ChainRules.jl
ChainRules.jl copied to clipboard
More efficient projection in svd pullback
This change makes the pullback for svd faster and more memory efficient when taking the SVD of very tall or very wide matrices (which is a common application).
The issue is that the "textbook" formula (I - U*U')*X can be extremely slow and memory-intensive when U is
tall. The mathematically equivalent form X - U*(U'*X) avoids creating and then multiplying by the large matrix U*U'.
Example:
using LinearAlgebra, Zygote
f(x) = sum(svd(x).U)
X = randn(20000, 10);
@time Zygote.gradient(f, X);
Without this PR, the above runs in about 2 seconds and allocates 3 GB. With this PR, it runs in less than 0.01 seconds and allocates 11 MB.

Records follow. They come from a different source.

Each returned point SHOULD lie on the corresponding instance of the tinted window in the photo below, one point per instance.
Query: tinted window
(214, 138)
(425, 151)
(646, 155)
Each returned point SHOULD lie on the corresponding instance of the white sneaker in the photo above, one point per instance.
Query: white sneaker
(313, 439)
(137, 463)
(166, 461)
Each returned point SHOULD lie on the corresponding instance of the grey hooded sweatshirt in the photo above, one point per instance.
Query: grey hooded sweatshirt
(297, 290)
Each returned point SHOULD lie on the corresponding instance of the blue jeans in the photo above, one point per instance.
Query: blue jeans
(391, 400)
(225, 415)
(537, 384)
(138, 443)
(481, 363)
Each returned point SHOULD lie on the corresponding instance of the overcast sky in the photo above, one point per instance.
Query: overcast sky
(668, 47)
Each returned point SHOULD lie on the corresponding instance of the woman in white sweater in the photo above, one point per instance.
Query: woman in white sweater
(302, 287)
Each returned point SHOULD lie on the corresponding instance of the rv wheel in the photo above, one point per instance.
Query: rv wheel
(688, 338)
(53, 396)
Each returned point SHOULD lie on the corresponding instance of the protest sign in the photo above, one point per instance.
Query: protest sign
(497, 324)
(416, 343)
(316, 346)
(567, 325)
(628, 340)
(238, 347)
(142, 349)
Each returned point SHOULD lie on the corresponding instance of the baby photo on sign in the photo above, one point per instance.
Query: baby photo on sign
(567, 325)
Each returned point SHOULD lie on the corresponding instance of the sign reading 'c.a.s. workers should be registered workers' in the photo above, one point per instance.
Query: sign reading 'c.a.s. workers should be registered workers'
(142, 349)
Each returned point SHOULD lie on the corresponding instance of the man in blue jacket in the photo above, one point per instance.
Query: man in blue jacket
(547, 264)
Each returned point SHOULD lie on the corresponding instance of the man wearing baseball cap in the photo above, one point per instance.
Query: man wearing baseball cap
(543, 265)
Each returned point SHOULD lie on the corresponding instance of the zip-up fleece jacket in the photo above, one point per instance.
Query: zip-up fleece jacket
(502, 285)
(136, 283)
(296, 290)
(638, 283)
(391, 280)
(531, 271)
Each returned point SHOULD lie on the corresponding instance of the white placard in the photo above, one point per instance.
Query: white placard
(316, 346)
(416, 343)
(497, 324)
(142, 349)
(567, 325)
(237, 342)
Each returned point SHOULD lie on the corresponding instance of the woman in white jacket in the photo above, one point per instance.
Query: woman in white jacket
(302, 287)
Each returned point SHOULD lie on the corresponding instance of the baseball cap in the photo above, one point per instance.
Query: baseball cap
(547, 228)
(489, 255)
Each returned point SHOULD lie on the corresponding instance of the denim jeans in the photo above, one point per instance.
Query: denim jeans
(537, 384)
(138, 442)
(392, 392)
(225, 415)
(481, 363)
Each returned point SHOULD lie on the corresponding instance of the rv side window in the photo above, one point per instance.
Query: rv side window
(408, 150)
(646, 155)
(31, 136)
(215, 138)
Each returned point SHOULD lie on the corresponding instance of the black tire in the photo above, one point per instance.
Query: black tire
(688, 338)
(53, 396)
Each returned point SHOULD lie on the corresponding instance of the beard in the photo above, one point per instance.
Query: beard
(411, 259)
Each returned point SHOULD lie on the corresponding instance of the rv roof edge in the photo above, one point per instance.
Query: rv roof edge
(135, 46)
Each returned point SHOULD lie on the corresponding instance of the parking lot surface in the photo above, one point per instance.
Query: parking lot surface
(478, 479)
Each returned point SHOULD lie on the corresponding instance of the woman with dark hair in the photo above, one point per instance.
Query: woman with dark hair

There is further room for improvement: When the input is to svd wide, then I - U*U' is zero. Conversely, when the input is tall, then I - V*V' is zero. This means that it would be possible to avoid some unnecessary computation by adding a couple of if-statements.
(This PR also removes the undocumented, unexported utility function _eyesubx! that is not used elsewhere in the package.)
@sethaxen are you able to take a look at this? You wrote most of our factorizations, but not this one. I think this one came from Nabla.jl
Indeed, I've not inspected this one closely, but the approach of this PR looks right. I'll review in-depth shortly.
As a consequence of the smplifications in my last commits to this PR, the _mulsubtrans!! helper function can no longer be used, and as it is not used anywhere else, it has been removed.
I have not done any benchmarking, but I feel the removal of unnecessary matrix multiplication should speed things up in general.
I've also changed the function signature to take V̄t instead of V̄. This avoids an unnecessary transpose, but mainly it makes the code look much better, as there is an obvious symmetry between U and Vt. However, if there is any external code that calls the (undocumented) svd_rev function, then that would break. If that's a problem, I can revert the change.
I've also changed the function signature to take
V̄tinstead ofV̄. This avoids an unnecessary transpose, but mainly it makes the code look much better, as there is an obvious symmetry between U and Vt. However, if there is any external code that calls the (undocumented)svd_revfunction, then that would break. If that's a problem, I can revert the change.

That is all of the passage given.